FERS is a comprehensive suite of tools for signal-level radar simulation. It consists of a high-performance C++ simulation engine and a modern, intuitive graphical user interface for building and visualizing complex scenarios.

This repository is structured as a monorepo, containing the core simulator, the UI, and the shared data schema as semi-independent packages.

Key Features

Unified Event-Driven Core: A modernized C++23 engine featuring a unified event-driven architecture for efficient simulation of both pulsed and continuous-wave scenarios, with optimized multithreading.
Visual Scenario Builder: An intuitive 3D interface to construct, configure, and visualize radar scenarios.
Flexible System Modeling: Simulate a wide range of radar systems, including monostatic, multistatic, pulsed, continuous wave (CW), and native FMCW streaming modes.
Advanced Data Export: Output simulation data in HDF5 format for analysis.
Geographic Visualization: Generate KML files from scenarios for accurate visualization in tools like Google Earth.
Modern Documentation: A continuously updated and deployed documentation site with a searchable interface, generated directly from the source code.
Unified Schema: A central XML schema ensures consistency and serves as the single source of truth for scenarios across the simulator and the UI.

Feature Stability

Last reviewed: 2026-05-31.

These labels describe the current state of the master branch and should be read alongside the development status disclaimer. "Verified" means the feature has been checked against the current project expectations; "unverified" means it is available but still needs validation before users should rely on it for important results.

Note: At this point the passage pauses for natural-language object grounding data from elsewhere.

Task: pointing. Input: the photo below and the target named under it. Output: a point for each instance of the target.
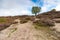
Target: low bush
(23, 21)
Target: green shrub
(23, 21)
(2, 20)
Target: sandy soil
(24, 31)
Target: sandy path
(24, 31)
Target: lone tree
(35, 10)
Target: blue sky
(23, 7)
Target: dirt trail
(24, 31)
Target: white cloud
(15, 7)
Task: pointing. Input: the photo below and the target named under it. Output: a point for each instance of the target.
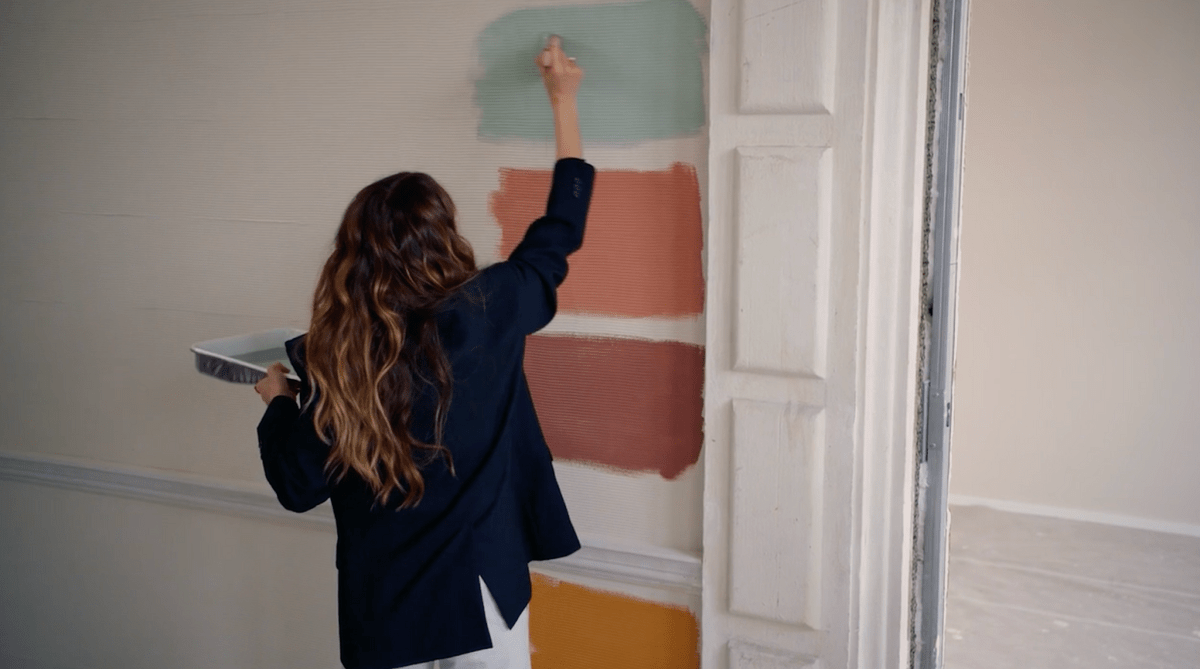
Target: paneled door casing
(815, 202)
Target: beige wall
(172, 172)
(1079, 332)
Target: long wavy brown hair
(373, 341)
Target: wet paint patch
(642, 62)
(585, 628)
(628, 404)
(641, 253)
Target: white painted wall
(1079, 335)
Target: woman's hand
(559, 73)
(562, 78)
(274, 384)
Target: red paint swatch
(641, 253)
(623, 403)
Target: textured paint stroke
(622, 403)
(641, 255)
(642, 61)
(585, 628)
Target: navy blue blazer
(408, 579)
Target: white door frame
(817, 136)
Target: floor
(1033, 592)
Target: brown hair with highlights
(373, 342)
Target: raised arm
(538, 265)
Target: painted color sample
(642, 71)
(580, 627)
(623, 403)
(641, 253)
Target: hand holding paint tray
(244, 359)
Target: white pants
(510, 648)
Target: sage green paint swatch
(642, 64)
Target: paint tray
(244, 359)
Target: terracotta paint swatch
(585, 628)
(622, 403)
(643, 60)
(641, 253)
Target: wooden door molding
(816, 162)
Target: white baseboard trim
(1102, 518)
(621, 564)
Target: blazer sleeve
(538, 265)
(293, 454)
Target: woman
(415, 419)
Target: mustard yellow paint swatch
(577, 627)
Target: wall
(1080, 283)
(174, 172)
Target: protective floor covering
(1033, 592)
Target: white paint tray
(244, 359)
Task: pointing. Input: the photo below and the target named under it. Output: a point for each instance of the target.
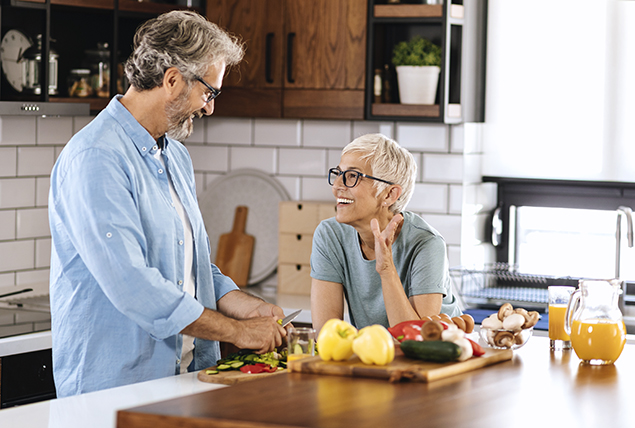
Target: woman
(388, 264)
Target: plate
(262, 194)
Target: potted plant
(418, 64)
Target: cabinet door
(325, 45)
(253, 88)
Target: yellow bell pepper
(374, 345)
(336, 340)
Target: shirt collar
(140, 137)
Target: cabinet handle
(268, 44)
(290, 38)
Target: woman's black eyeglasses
(350, 177)
(214, 92)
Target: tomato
(477, 350)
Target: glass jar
(98, 61)
(79, 83)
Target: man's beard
(178, 113)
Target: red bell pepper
(399, 333)
(477, 350)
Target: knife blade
(286, 320)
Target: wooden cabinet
(304, 58)
(71, 28)
(452, 26)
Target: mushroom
(431, 330)
(505, 310)
(514, 322)
(504, 339)
(492, 322)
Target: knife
(286, 320)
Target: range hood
(35, 108)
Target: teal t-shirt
(420, 257)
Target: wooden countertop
(536, 388)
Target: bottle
(377, 86)
(386, 98)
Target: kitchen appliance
(31, 60)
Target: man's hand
(262, 334)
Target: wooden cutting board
(235, 249)
(401, 368)
(232, 377)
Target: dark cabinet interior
(80, 33)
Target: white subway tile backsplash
(442, 168)
(423, 137)
(37, 279)
(302, 161)
(209, 158)
(17, 255)
(326, 133)
(42, 185)
(277, 132)
(7, 280)
(17, 130)
(361, 127)
(291, 185)
(316, 189)
(35, 160)
(456, 138)
(80, 121)
(456, 198)
(231, 131)
(253, 157)
(7, 224)
(8, 163)
(43, 253)
(429, 198)
(449, 226)
(54, 130)
(32, 223)
(17, 192)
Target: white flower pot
(417, 84)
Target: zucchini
(438, 351)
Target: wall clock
(14, 44)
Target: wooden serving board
(401, 368)
(232, 377)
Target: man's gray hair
(388, 161)
(181, 39)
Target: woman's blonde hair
(388, 161)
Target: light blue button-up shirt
(117, 258)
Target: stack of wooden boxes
(297, 222)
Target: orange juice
(556, 322)
(594, 339)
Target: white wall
(560, 96)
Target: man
(131, 280)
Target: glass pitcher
(594, 322)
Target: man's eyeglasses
(213, 91)
(350, 177)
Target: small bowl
(495, 338)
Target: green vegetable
(417, 51)
(438, 351)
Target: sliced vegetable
(374, 345)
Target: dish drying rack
(497, 283)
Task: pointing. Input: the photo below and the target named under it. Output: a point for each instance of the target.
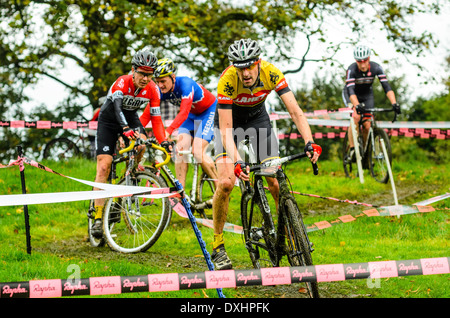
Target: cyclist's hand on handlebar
(241, 170)
(396, 108)
(360, 108)
(167, 145)
(313, 151)
(129, 133)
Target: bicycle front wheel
(377, 160)
(298, 248)
(205, 192)
(133, 224)
(348, 159)
(95, 242)
(258, 233)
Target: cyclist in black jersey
(358, 91)
(242, 89)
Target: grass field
(59, 233)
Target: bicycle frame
(362, 150)
(285, 194)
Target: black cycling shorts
(260, 133)
(108, 134)
(366, 99)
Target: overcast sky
(50, 92)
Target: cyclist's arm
(354, 100)
(299, 119)
(185, 108)
(226, 133)
(157, 124)
(391, 96)
(145, 117)
(117, 103)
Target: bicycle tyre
(60, 149)
(258, 241)
(349, 162)
(298, 249)
(135, 228)
(377, 161)
(205, 192)
(95, 242)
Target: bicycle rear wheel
(95, 242)
(377, 160)
(298, 249)
(205, 193)
(60, 149)
(133, 224)
(258, 234)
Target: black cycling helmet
(145, 60)
(244, 53)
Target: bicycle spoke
(141, 220)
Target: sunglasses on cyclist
(143, 74)
(248, 65)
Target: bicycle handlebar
(166, 161)
(278, 162)
(129, 148)
(382, 110)
(153, 145)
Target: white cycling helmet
(361, 52)
(244, 53)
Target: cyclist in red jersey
(118, 116)
(195, 120)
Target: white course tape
(58, 197)
(108, 191)
(383, 124)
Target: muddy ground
(406, 193)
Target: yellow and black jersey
(233, 95)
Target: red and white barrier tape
(95, 286)
(108, 190)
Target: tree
(39, 38)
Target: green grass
(58, 232)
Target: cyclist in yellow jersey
(242, 89)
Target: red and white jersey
(124, 100)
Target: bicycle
(370, 151)
(266, 241)
(133, 224)
(203, 187)
(63, 148)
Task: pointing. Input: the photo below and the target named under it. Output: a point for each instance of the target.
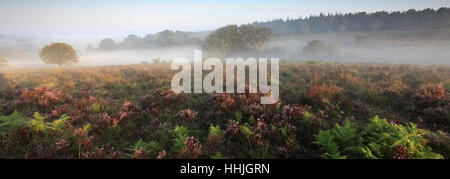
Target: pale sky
(82, 18)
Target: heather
(326, 110)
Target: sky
(89, 18)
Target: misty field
(326, 110)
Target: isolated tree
(3, 62)
(58, 53)
(333, 50)
(131, 41)
(89, 48)
(223, 40)
(168, 38)
(361, 39)
(107, 44)
(315, 48)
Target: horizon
(84, 19)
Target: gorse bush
(380, 139)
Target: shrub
(379, 139)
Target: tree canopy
(107, 44)
(361, 21)
(58, 53)
(232, 38)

Feature	Stability	Verification
fers-cli	Stable	N/A
fers-ui	Beta	N/A
Pulsed radar	Stable	Verified
CW radar	Beta	Unverified
FMCW radar	Alpha	Unverified
Multimodal	Alpha	Unverified
VITA 49.2 UDP output	Alpha	Unverified
KML generation	Stable	Verified

Repository Structure

This monorepo contains the following packages:

packages/libfers: The core C++ radar simulation library. It contains all the core logic, physics, and file processing capabilities, exposed through a C-style API.
packages/fers-cli: A lightweight command-line interface that acts as a wrapper around libfers, providing backward compatibility with the original FERS executable.
packages/fers-ui: A modern desktop application built with Tauri and React. It provides a graphical interface for creating, editing, and visualizing FERS scenarios by linking against libfers.
packages/schema: The XML Schema Definition (XSD) and Document Type Definition (DTD) that define the structure of FERS scenario files. This schema is the contract between the UI and the core simulator.

Development Setup

FERS supports native development on Linux, macOS, and Windows.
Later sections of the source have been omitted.